The main purpose of the development of the vaccine is to reduce the deposition of worm and egg in the liver tissue, so the effect of the vaccine should be more aimed at the spawning of the adult and the adult. Microtus Fortis (Mf) is a mammalian animal that is not pathogenic after infection of Schistosoma japonicum. To find out the specific antigen molecules in the stage of the child's insect, eliminate the schistosomiasis at this stage or prevent its growth, development, maturation, spawning and pathogenicity, which can not only reduce the pathological damage caused by schistosomiasis, but also effectively prevent its transmission. Therefore, the cDNA Library of Schistosoma japonicum is screened by the immunization of the serum of voles orient in order to find the phase. These results may provide information for the study of the natural mechanism of resistance of Microtus Fortis to Schistosoma japonicum.

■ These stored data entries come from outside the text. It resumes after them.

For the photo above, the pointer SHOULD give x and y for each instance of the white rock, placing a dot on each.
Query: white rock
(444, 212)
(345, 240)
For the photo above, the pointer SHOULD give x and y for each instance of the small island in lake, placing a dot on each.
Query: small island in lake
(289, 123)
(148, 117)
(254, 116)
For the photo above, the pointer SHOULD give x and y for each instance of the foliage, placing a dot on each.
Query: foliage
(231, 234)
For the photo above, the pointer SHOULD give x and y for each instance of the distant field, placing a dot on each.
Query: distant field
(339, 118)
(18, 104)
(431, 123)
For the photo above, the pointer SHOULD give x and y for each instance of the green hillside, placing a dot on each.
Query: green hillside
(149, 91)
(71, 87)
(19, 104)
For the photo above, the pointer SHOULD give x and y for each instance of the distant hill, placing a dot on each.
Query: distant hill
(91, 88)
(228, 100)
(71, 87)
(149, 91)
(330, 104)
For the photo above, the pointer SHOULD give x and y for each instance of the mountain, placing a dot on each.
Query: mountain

Arginine methylation plays an important role in the regulation of gene expression in Schistosoma. This is a post-translational modification that participates in a variety of cell functions, including RNA processing, cell signal transduction, protein subcellular localization, post transcriptional regulation and DNA repair.
High mobility group protein B1 (HMGB1) participates in gene transcription, replication, recombination and repair. Extracellular HMGB1 is an important late inflammatory mediator, which activates the release of early inflammatory factors such as TNF- A and IL-13 in macrophages. In Schistosoma infection, TNF- alpha and IL-13 play an important role in inducing the formation of buds around the eggs. .HMGB1, a key molecule of host immune regulation after infection, is closely related to the pathogenesis of some infectious diseases.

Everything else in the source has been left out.